It looks like the uniforms were designed for ceremonies, not fighting. Was it a liability in the field? Or was in fact really good and I'm just ignorant?
To answer your main question, they fought in field grey in WWII as this was the same colour uniform they used in WWI (1) and armies can identify strongly with the colour of a uniform.
Note that not all Germans wore field grey. Panzer troops wore black, and the tropical uniform was olive drab (2) while some Waffen SS units wore mottled camoflage smocks (3).
As to its practicality, I cant imagine it was anything but comparable to the greens, blues, khakis, or browns of the various other armies.
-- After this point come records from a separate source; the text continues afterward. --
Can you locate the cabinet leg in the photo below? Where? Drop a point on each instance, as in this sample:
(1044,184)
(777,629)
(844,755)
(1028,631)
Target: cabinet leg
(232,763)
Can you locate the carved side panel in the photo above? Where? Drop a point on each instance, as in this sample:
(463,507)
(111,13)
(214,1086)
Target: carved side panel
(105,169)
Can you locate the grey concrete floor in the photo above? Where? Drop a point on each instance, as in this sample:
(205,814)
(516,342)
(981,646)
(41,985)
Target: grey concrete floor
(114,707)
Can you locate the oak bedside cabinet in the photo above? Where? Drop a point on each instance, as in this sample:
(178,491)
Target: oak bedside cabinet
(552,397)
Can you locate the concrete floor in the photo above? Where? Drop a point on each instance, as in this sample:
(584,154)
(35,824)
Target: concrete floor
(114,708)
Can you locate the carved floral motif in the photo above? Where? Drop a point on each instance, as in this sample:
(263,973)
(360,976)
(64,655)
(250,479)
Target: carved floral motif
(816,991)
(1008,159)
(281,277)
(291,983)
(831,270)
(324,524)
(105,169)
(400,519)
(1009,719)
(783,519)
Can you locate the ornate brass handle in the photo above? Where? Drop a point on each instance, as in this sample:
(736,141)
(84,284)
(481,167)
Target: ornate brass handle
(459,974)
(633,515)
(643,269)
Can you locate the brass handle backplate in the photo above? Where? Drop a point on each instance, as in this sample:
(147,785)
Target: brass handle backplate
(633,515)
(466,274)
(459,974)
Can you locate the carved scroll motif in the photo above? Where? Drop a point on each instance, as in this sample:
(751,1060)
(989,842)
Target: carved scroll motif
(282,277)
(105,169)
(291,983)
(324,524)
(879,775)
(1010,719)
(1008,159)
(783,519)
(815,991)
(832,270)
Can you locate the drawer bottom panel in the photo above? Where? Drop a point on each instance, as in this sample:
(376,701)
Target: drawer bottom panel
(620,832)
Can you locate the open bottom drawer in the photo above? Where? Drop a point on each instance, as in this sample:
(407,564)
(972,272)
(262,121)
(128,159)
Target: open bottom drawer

(1)ref The Imperial German Armies in Field Grey Seen Through Period Photographs • 1907-1918: Volume 1: Uniforms, Headgear, Weapons, Gas Warfare, Telephone and Communications Equipment Johan Somers (2) Ref just about any google image search (3) Ref The SS A New History - Adrian Weale
As mentioned above, it's actually a peculiar shade - or family of shades, as it varied from one run of cloth to another - called feldgrau. This is, generally speaking, a grey-green color, with a touch of blue or brown. It is not a stark, sterile stone grey. The fact that it is perceived as such probably, as with so many other historical misconceptions, goes back to Hollywood. The famous war pictures of the 1950s and 1960s made extensive use of surplus American uniforms and equipment. Thus, you generally get a fairly accurate image of the American soldier. Not so for the German. Without these stocks of originals to issue, various expedients were used: converted East German uniforms, rubber-soled smooth leather jackboots, very cheap knockoffs, etc. They also displayed a real preference (or perhaps costuming knew no better) for always depicting the Germans in the more elaborate early-war uniforms: the bottle green collars, the stone grey straight-legged trousers, the aforementioned jackboots; all three of which had been phased out of production by the time the first American landed in Europe.